With 6.75 wpg and no CO2 or fertilization it is pretty easy to see why you have an algae issue  If you can drop your light levels back to around 2wpg you may be able to reduce your future algae outbreaks but you will not eliminate the algae currently in your tank.

If adding CO2 is not possible, at least look into adding some Excel as a carbon source. I honestly don't know how effective Excel will be with 6.75 wpg over your tank though. You really should look into fertilization also. If you feed your Harlequins lightly, there probably isn't enough fish waste or leftover food to provide enough nutrients for the plants given your lighting level. I would guess your plant "starved" from a lack of nutrients.

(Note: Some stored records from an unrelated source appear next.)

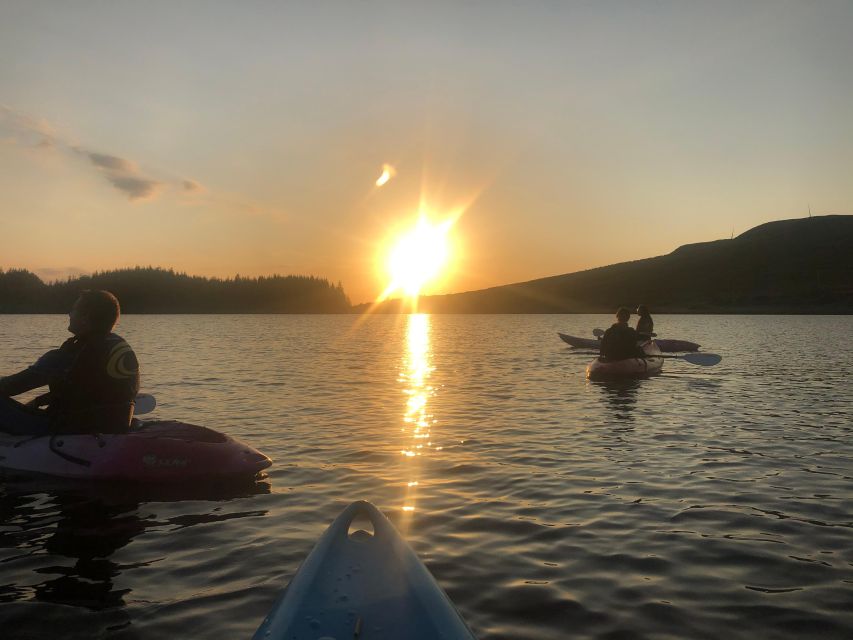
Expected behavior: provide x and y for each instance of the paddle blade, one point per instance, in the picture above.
(702, 359)
(144, 403)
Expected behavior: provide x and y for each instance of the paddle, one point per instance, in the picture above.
(144, 403)
(701, 358)
(600, 332)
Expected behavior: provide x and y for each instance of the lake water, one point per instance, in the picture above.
(706, 502)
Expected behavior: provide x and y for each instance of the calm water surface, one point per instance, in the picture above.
(702, 503)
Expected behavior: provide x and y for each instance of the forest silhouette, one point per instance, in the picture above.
(155, 290)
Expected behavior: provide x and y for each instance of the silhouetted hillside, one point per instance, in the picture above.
(149, 290)
(789, 266)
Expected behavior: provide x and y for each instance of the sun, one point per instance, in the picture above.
(418, 257)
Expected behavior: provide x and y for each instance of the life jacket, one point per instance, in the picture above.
(619, 342)
(95, 391)
(645, 326)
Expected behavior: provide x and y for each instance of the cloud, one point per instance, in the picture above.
(123, 175)
(134, 187)
(191, 185)
(19, 128)
(111, 163)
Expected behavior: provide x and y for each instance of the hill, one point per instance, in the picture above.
(150, 290)
(788, 266)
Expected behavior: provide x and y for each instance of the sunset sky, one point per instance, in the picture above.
(247, 137)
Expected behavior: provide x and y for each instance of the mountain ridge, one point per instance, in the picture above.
(785, 266)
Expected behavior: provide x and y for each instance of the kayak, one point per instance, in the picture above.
(666, 346)
(363, 586)
(630, 368)
(151, 451)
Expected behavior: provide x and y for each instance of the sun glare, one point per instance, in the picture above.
(418, 256)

If you want to keep your current lighting level, you need to add fertilizers and pressurized CO2 to the tank.


----------



## MatPat (Mar 22, 2004)

tuwa said:


> 35-30-30 cm 31,5 liter
> 
> Lighting: Tekfen Wiselite PLC-26W/865 6500 Kelvin 1350 Lumen florescent
> 
> ...


How much of the fertilizers, especially the Excel, are you adding? It looks like you may not be adding enough.


----------



## Cheese_It (Mar 7, 2008)

Thanks for the advice. Yes I have all the components for CO2 injection except I still haven't gotten a suitable needle valve and haven't made the bubble counter yet. As for fertilization, a friend left me 3 bottles of Flourish (Iron, Potassium, Comprehensive Plant Supplement). I don't know anything about fertilization really, so I don't know if I can start with these three and buy any others in the next few months or so. Hopefully the rest of my plants will survive with only .75wpg for a few more weeks since all I can do is replace my hood with a cheapo one. Again, thanks for the advice!


----------



## tuwa (Feb 21, 2008)

Now I am giving Co2. Fertilizing is two times for a week npk and other(testing and adding as needed) + florena 1 ml


----------



## fastang80 (May 7, 2008)

Wow, it looks bad. Seems like algae to me.


----------